Manila: One of seven hopefuls running for the Philippine presidency in the May elections has withdrawn from the race and is now backing Vice President Jejomar Binay’s bid for the top post.

Virtual political unknown Rommel “Mel” Mendoza of the Pwersa ng Masang Pilipino (Force of the Masses Party, or PMP) has withdrawn his candidacy and practically endorsed Binay, who is running under the United Nationalist Alliance (UNA), the group claiming to hold the political opposition banner, reports said.

Mendoza’s exit from the presidential race comes just two days shy of a self-imposed deadline set by the Commission on Elections for the poll body to come up with a final list of candidates in the 2016 elections.

Mendoza, a Bulacan resident, lists his experience as a “project officer” as among his qualifications for the presidency and had made several attempts to run for public office as a leader at village level.

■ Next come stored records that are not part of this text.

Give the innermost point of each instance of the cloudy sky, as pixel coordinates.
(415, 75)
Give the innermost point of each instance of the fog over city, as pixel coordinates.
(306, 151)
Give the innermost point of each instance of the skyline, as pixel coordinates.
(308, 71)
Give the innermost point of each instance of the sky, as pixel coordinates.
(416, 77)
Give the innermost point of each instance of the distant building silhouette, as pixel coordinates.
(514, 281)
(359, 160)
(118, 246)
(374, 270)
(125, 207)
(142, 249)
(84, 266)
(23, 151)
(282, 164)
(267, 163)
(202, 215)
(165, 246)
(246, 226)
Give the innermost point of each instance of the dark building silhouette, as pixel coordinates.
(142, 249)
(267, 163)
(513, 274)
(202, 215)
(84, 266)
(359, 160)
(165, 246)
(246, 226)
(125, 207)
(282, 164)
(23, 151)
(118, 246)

All his bids failed.

Asked for comment, insiders from UNA said they welcome the development that Mendoza had withdrawn his bid and the PMP is practically endorsing Binay.

“It is good that the PMP is now supporting a candidate,” the Gulf News source, who asked that he not be named, said.

Binay is apparently trying to distance himself from Estrada whose administration had been tainted with corruption.

The vice-president is also being accused of administrative wrongdoing, allegedly committed during his term as mayor of Makati City and sources said the last thing the presidential hopeful wants right now is to be associated with a party (PMP) identified with dishonesty.

Binay and Estrada are known to be political allies.

The source said Mendoza’s bid for the presidency and his eventual withdrawal from the race had the “blessings” of former Senator Jinggoy Estrada who has been under detention over the last two years amid allegations that he benefited from millions of pesos in largesse from Priority Development Assistance Fund (PDAF or pork barrel discretionary allocations).

But the same source noted that PMP remains a political force although its ability to deliver votes in this election is questionable.

Formed by then vice-president Joseph Estrada in 1998 as the political machinery that would back his presidential bid, the PMP of late has teetered on political obscurity with the reversal of political fortunes of the Estrada family.

The PMP has evolved to become identified with the Estradas.

Estrada was overthrown by a popular uprising in January 2001 after a three-year scandal-tainted presidency that saw the former actor-turn politician being slapped with a barrage of allegations and found guilty of committing the capital crime of plunder in 2008. He was pardoned by President Gloria Macapagal-Arroyo that same year.

He ran but for the presidency in 2010, but did not succeed.

In 2013, he was elected Manila mayor.